Wilmar's 2H20 Performance
- Wilmar’s 1H20 core net profit of US$635.9m accounted for about 47% of our full-year core net profit estimates of US$1.35b, which implies that 2H20 core net profit is expected to come in at US$715m-720m vs 2H19’s US$829.3m. Despite our recent earnings upwards revision, 2H20 earnings could come in better again given the recent spike in oilseeds and vegoil prices.
- Prices of soybean, soymeal and soyoil have strengthened recently as the dry weather in the US and South America is likely to reduce the upcoming soybean supply. Based on our channel check, Wilmar would have secured the required feedstocks for its midstream processing and downstream requirements earlier before this spike. Thus, we could potentially see much better processing margins in 4Q20 and this could continue into 1Q21.
YKA’s Strong Market Presence in China Consumer Staple Is Undisputable
- Wilmar through YKA has continued its aggressive expansion plan by increasing more production capacities, exploring new locations, expanding marketing & distribution network and horizontal products expansion to supply more raw materials to its existing clientele in China.
- As at end-19, YKA had production facilities in 65 locations in China and a total of 4,406 distribution centres/channels. The good distribution network benefitted the company immensely during the COVID-19 lockdown in China when inter-city movement was restricted.
- In 1H20, sales of consumer packs in China reported a growth of 28.7% y-o-y growth, while its food products division reported a 21% y-o-y growth in PBT. Wilmar was able to achieve this due to minimal distribution disruption. In addition, it also gained more market share as competing products were not replenished on time due to the lockdown. As at end-19, YKA had production facilities in 65 locations and 4,406 distribution agents and channels.
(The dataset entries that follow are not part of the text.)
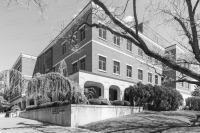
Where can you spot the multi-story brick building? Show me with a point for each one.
(103, 60)
(24, 64)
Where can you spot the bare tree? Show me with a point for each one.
(183, 15)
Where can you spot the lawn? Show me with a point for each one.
(148, 122)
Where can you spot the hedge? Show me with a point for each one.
(48, 104)
(159, 98)
(118, 103)
(193, 103)
(94, 101)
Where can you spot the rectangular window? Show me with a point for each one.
(149, 58)
(48, 60)
(129, 45)
(116, 67)
(102, 32)
(181, 84)
(187, 85)
(82, 63)
(116, 40)
(150, 77)
(129, 71)
(156, 79)
(75, 67)
(19, 68)
(156, 61)
(102, 63)
(140, 52)
(82, 33)
(140, 74)
(64, 48)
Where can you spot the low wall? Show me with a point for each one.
(2, 115)
(75, 114)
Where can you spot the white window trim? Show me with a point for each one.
(131, 47)
(82, 57)
(128, 65)
(117, 74)
(102, 70)
(116, 41)
(155, 78)
(102, 38)
(81, 27)
(75, 62)
(98, 62)
(119, 67)
(102, 55)
(117, 60)
(131, 71)
(142, 74)
(151, 77)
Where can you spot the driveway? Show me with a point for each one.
(22, 125)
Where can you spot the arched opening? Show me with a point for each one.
(114, 93)
(98, 88)
(31, 102)
(126, 96)
(20, 105)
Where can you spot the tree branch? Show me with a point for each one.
(141, 44)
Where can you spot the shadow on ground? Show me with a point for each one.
(149, 122)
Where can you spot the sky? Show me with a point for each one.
(23, 30)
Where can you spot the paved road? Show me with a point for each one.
(21, 125)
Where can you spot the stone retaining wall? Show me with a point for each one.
(74, 115)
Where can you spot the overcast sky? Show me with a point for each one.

Upward Adjustments of Earning Forecast
- We have adjusted our 2020F/21F/22F earnings forecasts up by 19.5%, 6.8% and 4.1 respectively. The adjustments are mainly to reflect higher sales volume and better margin for oilseeds & grain (better demand for soymeal as the swine industry is stabilising and starting to see marginal growth), consumer packs (gained market share during the lockdown period as competing products were not widely available) and sugar merchandising & processing (wider price spread between raw sugar and white sugar positive to sugar refiners).
- We are now expecting 2020F/21F/22F EPS of 21.1 US cents, 21.5 US cents and 22.4 US cents.
Wilmar - Valuation & Recommendation
- Re-iterate BUY with higher target price of S$5.35 (previous Target Price: S$4.80). The higher target price is to reflect higher 2021 earnings forecast and also factors in a higher PE for YKA’s food products (to 30x PE from 26x PE previously) in our SOTP valuation. This implied a blended 2021F PE of 24x for YKA.
- The higher PE valuation given to YKA’s food products is mainly to reflect improving margins due to higher consumer pack sales and higher trading multiple for CSI Consumer Staple Index (from 24x PE to 28x PE).
Wilmar's Share Price Catalyst
Stronger earnings.
- A stronger recovery in 2H20 earnings could happen with potential upside coming from the sudden surge in sales volumes as China relaxes its movement restrictions. Recent newsflow from China revealed that sales of cooking oil, rice and flour is strong, and this could translate into better-than-expected sales volumes.
Potential special dividend.
- Post listing of YKA, we expect Wilmar to declare a special dividend, which could lift dividend yield by 2-2.5ppt (assuming 25-30% payout from the IPO proceed) on top of the expected 3.0% yield from the annual dividend.